New year, new bank balance. HSBC‘s discovery of Hong Kong youth’s staggering HK$50,600 monthly spending last year might have left you worrying over the city’s wealth disparity, but most importantly, we want to know if that could be our lifestyle too.
Before getting ahead of ourselves, why don’t we pave our way towards the prosperous road of healthy finances by exploring some beginner wealth growing strategies that are popular amongst the population? Yes, that means less time sitting there and staring at numbers but more comfort and ease knowing your bank balance is rising slowly but surely. Cha-ching.

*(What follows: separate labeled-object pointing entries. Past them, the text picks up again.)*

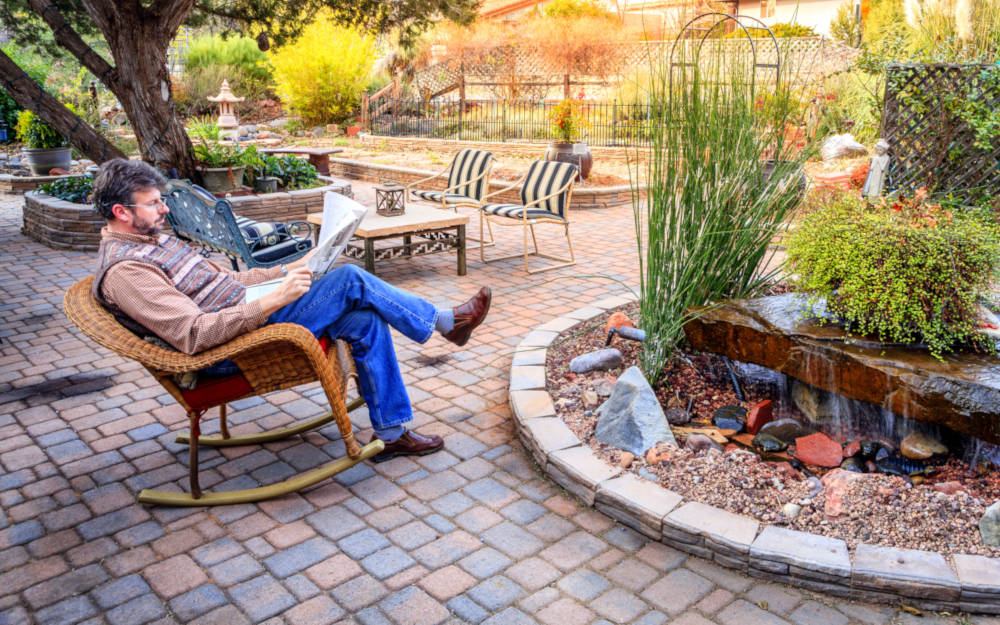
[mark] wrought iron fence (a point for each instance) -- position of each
(606, 123)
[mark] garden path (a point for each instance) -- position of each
(471, 534)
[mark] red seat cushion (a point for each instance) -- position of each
(215, 391)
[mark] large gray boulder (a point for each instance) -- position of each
(989, 526)
(632, 419)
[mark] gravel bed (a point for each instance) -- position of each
(878, 509)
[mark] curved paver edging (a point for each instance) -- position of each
(583, 197)
(886, 574)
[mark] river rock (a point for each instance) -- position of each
(632, 419)
(700, 442)
(836, 484)
(786, 430)
(600, 360)
(759, 415)
(989, 526)
(730, 418)
(919, 446)
(818, 449)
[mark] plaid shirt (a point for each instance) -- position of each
(148, 296)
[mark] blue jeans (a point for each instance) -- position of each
(351, 304)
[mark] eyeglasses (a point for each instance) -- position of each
(151, 204)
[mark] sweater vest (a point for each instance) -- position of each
(190, 272)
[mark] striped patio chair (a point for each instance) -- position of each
(468, 181)
(545, 196)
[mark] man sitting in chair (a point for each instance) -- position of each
(156, 284)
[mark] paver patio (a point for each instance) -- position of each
(468, 535)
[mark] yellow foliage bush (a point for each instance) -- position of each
(320, 75)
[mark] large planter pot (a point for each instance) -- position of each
(43, 160)
(219, 179)
(576, 153)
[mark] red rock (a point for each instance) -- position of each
(818, 449)
(785, 469)
(618, 320)
(836, 483)
(852, 449)
(949, 488)
(758, 415)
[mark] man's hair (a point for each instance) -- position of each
(118, 179)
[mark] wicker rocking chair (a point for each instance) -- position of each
(271, 358)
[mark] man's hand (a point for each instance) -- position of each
(294, 286)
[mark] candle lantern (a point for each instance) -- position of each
(226, 99)
(390, 199)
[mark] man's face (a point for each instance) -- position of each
(146, 214)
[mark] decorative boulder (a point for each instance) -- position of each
(600, 360)
(989, 526)
(632, 419)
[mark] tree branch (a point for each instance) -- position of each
(71, 40)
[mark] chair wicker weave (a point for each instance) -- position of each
(271, 358)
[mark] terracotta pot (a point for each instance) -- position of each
(218, 179)
(43, 160)
(576, 153)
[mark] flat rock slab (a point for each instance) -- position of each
(915, 573)
(805, 551)
(962, 393)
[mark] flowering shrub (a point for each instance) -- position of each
(907, 270)
(568, 120)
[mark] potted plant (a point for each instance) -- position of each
(46, 149)
(222, 162)
(567, 122)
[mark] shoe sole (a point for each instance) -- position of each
(380, 458)
(489, 301)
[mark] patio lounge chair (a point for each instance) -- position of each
(271, 358)
(200, 218)
(468, 181)
(545, 195)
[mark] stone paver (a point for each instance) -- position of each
(474, 534)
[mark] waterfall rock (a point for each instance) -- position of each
(600, 360)
(919, 446)
(632, 419)
(989, 526)
(962, 393)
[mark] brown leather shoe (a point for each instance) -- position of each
(409, 444)
(469, 315)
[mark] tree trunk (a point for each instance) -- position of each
(28, 94)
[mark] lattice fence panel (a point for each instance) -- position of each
(931, 145)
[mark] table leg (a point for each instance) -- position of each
(461, 250)
(370, 256)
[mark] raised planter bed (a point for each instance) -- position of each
(583, 197)
(65, 225)
(924, 579)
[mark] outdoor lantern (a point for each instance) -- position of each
(390, 199)
(226, 99)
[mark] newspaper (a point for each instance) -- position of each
(341, 217)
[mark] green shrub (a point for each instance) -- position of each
(906, 271)
(321, 75)
(73, 189)
(35, 133)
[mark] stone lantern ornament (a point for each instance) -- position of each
(226, 99)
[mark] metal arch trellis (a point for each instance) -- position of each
(690, 31)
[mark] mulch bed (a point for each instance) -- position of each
(877, 509)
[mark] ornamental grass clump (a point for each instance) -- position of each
(904, 271)
(723, 182)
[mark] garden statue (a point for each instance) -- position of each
(226, 99)
(877, 171)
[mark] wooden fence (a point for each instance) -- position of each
(925, 121)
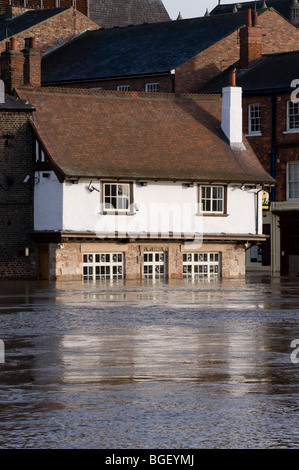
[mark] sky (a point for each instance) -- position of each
(191, 8)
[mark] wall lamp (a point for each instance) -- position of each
(92, 188)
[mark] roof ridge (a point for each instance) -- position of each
(129, 94)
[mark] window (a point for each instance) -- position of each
(212, 199)
(152, 87)
(201, 265)
(117, 197)
(154, 265)
(292, 116)
(101, 266)
(254, 119)
(39, 153)
(293, 180)
(123, 87)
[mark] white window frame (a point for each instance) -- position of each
(290, 181)
(154, 265)
(103, 266)
(289, 115)
(254, 120)
(152, 87)
(117, 197)
(123, 87)
(213, 199)
(201, 265)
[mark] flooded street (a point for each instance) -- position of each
(172, 365)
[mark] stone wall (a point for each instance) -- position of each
(65, 260)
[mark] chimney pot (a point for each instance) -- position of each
(231, 116)
(248, 18)
(232, 77)
(13, 44)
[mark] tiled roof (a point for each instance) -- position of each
(137, 50)
(10, 27)
(271, 72)
(132, 136)
(282, 6)
(109, 13)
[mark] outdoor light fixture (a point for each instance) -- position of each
(92, 188)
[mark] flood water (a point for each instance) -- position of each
(172, 365)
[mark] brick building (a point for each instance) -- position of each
(17, 250)
(289, 9)
(177, 56)
(271, 123)
(106, 13)
(50, 28)
(135, 209)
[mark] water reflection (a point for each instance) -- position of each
(149, 365)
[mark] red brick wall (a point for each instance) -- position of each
(260, 144)
(16, 197)
(286, 144)
(81, 5)
(278, 35)
(50, 33)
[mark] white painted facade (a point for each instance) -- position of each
(158, 208)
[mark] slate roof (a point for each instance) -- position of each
(12, 26)
(137, 50)
(135, 136)
(109, 13)
(282, 6)
(13, 103)
(271, 72)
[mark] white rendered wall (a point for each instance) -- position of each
(159, 208)
(48, 194)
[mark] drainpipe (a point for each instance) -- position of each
(273, 140)
(257, 211)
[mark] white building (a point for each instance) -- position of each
(132, 186)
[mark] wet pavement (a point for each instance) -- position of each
(176, 365)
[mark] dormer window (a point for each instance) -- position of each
(212, 199)
(123, 88)
(293, 180)
(152, 87)
(117, 197)
(292, 116)
(254, 119)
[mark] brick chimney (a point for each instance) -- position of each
(12, 66)
(231, 119)
(250, 40)
(2, 92)
(19, 68)
(32, 64)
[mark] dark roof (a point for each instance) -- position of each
(137, 50)
(10, 27)
(109, 13)
(13, 103)
(282, 6)
(131, 136)
(271, 72)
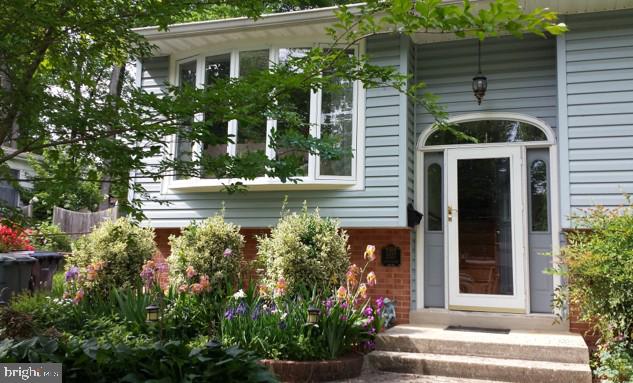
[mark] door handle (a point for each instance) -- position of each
(450, 213)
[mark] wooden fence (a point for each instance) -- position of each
(77, 223)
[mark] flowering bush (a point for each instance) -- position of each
(597, 265)
(12, 239)
(117, 251)
(276, 325)
(212, 249)
(304, 250)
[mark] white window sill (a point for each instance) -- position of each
(262, 184)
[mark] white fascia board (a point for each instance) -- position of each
(241, 23)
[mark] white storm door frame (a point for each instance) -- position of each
(516, 303)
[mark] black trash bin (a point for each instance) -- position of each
(15, 274)
(47, 264)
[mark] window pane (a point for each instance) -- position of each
(252, 136)
(337, 108)
(434, 197)
(186, 76)
(300, 103)
(538, 193)
(216, 68)
(488, 131)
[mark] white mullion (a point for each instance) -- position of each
(196, 147)
(315, 131)
(270, 123)
(234, 73)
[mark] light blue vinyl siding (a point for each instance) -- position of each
(521, 77)
(599, 72)
(378, 205)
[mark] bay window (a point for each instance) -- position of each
(325, 112)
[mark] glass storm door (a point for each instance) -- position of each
(485, 229)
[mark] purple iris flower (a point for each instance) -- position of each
(72, 273)
(241, 309)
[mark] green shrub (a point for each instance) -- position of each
(137, 360)
(598, 263)
(305, 250)
(615, 362)
(49, 237)
(119, 248)
(212, 248)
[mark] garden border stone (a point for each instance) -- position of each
(345, 367)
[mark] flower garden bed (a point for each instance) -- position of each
(122, 310)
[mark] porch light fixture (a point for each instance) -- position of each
(151, 313)
(480, 82)
(313, 315)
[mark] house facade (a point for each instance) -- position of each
(554, 131)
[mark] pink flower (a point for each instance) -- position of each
(371, 279)
(341, 293)
(196, 288)
(362, 290)
(281, 286)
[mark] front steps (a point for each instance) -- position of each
(520, 356)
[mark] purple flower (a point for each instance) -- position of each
(229, 314)
(162, 267)
(241, 309)
(72, 273)
(255, 313)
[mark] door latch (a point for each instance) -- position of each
(450, 213)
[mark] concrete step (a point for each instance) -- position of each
(524, 345)
(527, 322)
(475, 367)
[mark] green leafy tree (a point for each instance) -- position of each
(65, 83)
(63, 180)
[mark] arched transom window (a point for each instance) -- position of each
(487, 131)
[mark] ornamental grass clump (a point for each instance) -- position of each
(115, 251)
(304, 250)
(212, 248)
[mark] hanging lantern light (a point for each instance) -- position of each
(151, 313)
(480, 82)
(313, 315)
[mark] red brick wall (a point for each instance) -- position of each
(393, 282)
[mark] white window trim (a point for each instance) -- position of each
(314, 181)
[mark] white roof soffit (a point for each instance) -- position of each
(310, 25)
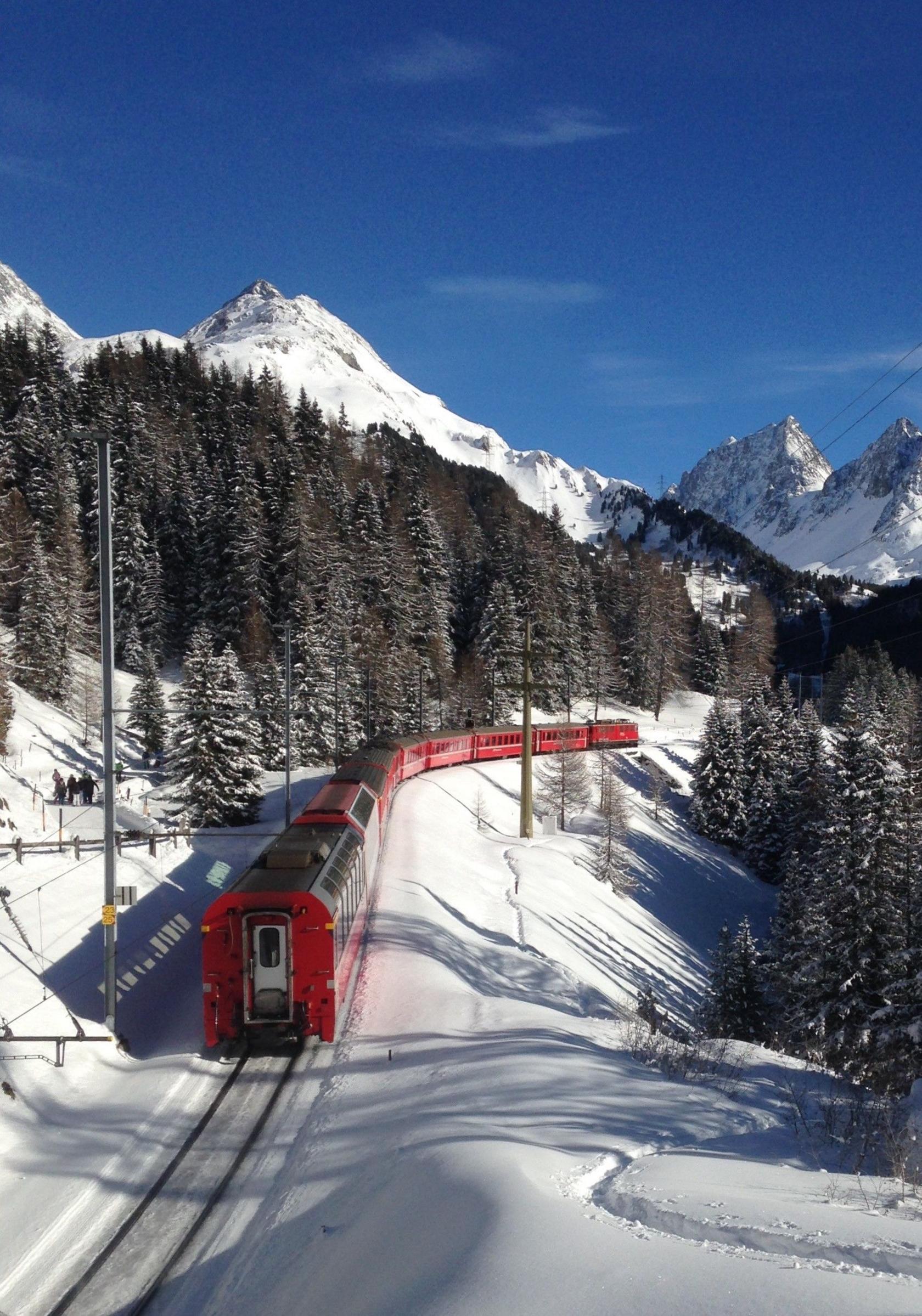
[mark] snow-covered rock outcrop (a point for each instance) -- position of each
(776, 487)
(19, 303)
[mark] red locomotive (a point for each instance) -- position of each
(280, 947)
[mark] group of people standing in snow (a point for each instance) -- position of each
(74, 790)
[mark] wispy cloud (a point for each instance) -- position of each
(524, 291)
(561, 126)
(432, 57)
(644, 382)
(837, 364)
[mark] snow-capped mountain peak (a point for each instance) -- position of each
(19, 303)
(750, 481)
(775, 486)
(306, 347)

Everybody gotta start somewhere, and your first step might lie in a time deposit decision. If you have cash to put aside for an infinite amount of time, go for a time deposit with a good interest rate (usually higher than that of your savings account). Think of it as snowballing your wealth by simply waiting — yep, the longer you let the money just sit, the more interest you’ll earn.
If you’re just starting out, big players such as HSBC usually offer a steady interest at around 4.5% p.a., depending on how much of your cash flow you’re willing to part with, and for how long. Standard Chartered and DBS are some other big bank options.
Insurance is all about the “what if”: What if you never have to make a claim? What if all those premiums you paid are going down the drain? What if the bank refunds you all that money, plus more? It is more than plausible in reality.
Seek out insurance plans with saving elements, be it as a side benefit or as the main purpose of the policy. Prepare for your future while… well, preparing for your future, it’s a win-win.
Most insurance policies aimed at saving have a shorter policy period of 3 to 5 years, during which you’re entitled to death benefits and more. For instance, Blue has some competitive return rates for the number of years you’ll commit to, up to 3.5% p.a..
We can’t guarantee your next investment venture will be sure-win, so it certainly makes for a sound precaution to take the conservative route. Check your bank’s Risk Profile Questionnaire to assess your risk tolerance in times of adversity, and protect yourself proactively by going as low-risk as possible.
Sneakers, wines, watches and records — whatever your prized collection consists of, you can agree it’s an expensive hobby. Turn this around and grow your wealth by signing up for online marketplaces for trading. Wait for the right time and strike, and you’ll be in for a pleasant surprise.
We ain’t the first to think of making money off the things you love. If your area of interest falls into the street culture category, you already know StockX and GOAT. For the finer things in life, auction houses like Sotheby’s and Christie’s offer to sell your rare finds.
Disclaimer: This piece is a lifestyle article and does not constitute professional financial advice or endorsements of any sort. Please consult a professional for investment matters.